Rationally designed immunogens enable immune focusing following SARS-CoV-2 spike imprinting

Abstract

The emergence of SARS-CoV-2 (SARS-2) has highlighted the health risk posed by novel pathogens for which there is limited protective population immunity. Though vaccinations were developed and used rapidly across much of the world, SARS-2 continues to circulate and is evolving antigenically to escape host immunity. Several related sarbecoviruses that use the same human angiotensin converting enzyme 2 (ACE2) receptor to enter cells have been identified in animals. This suggests the possibility that additional novel sarbecoviruses may emerge. The combination of ongoing SARS-2 antigenic evolution and the possibility of zoonotic spillover underscore the need for pan-sarbecovirus vaccines that provide protection against both currently circulating variants and emerging viruses. Because a large proportion of people have previously been infected with or vaccinated against SARS-2, pan-sarbecovirus vaccine candidates must be evaluated in the context of pre-existing SARS-2 immunity. In this thesis, we evaluated structure-guided, rational immunogen design approaches to focus the humoral immune response to conserved epitopes on the SARS-2 receptor binding domain. We have pursued this objective in the following ways.

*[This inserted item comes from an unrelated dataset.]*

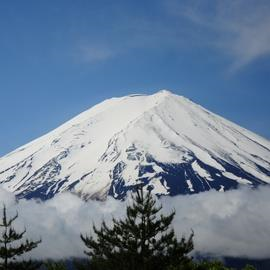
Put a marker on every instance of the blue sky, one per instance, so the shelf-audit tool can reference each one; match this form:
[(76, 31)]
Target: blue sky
[(60, 57)]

We demonstrated that boosting with receptor binding domain-based immunogens, rather than the full SARS-2 spike protein, elicits a memory B cell response that is biased towards the receptor binding domain. However, both boosting approaches generate broad serum neutralization across related sarbecoviruses. We leveraged hyperglycosylation and scaffolding design approaches to engineer immunogens that could focus to conserved epitopes on the receptor binding domain. Boosting with these engineered immunogens in the context of prior SARS-2 immunity focused the murine serum antibody response to conserved, broadly neutralizing epitopes. We also pursued structural characterization of several immunogen-elicited broadly neutralizing antibodies to help understand the basis of this broad serum neutralization. We refined the design of one of the hyperglycosylated immunogens to focus to the epitope targeted by these broadly neutralizing antibodies. Boosting with this immunogen in the context of prior immunity to SARS-2 in mice resulted in immune focusing. Additionally, this immune focusing significantly improved serum neutralization of the antigenically distant Omicron variant. We also characterized the cross-reactive human SARS-2 antibody response and identified broadly neutralizing antibodies that targeted a similar epitope. Our data support the use of hyperglycosylation and scaffolding immunogen design approaches to focus humoral responses to epitopes on the SARS-2 receptor binding domain in context of prior SARS-2 immunity. These tools may provide a framework for a future pan-sarbecovirus vaccine.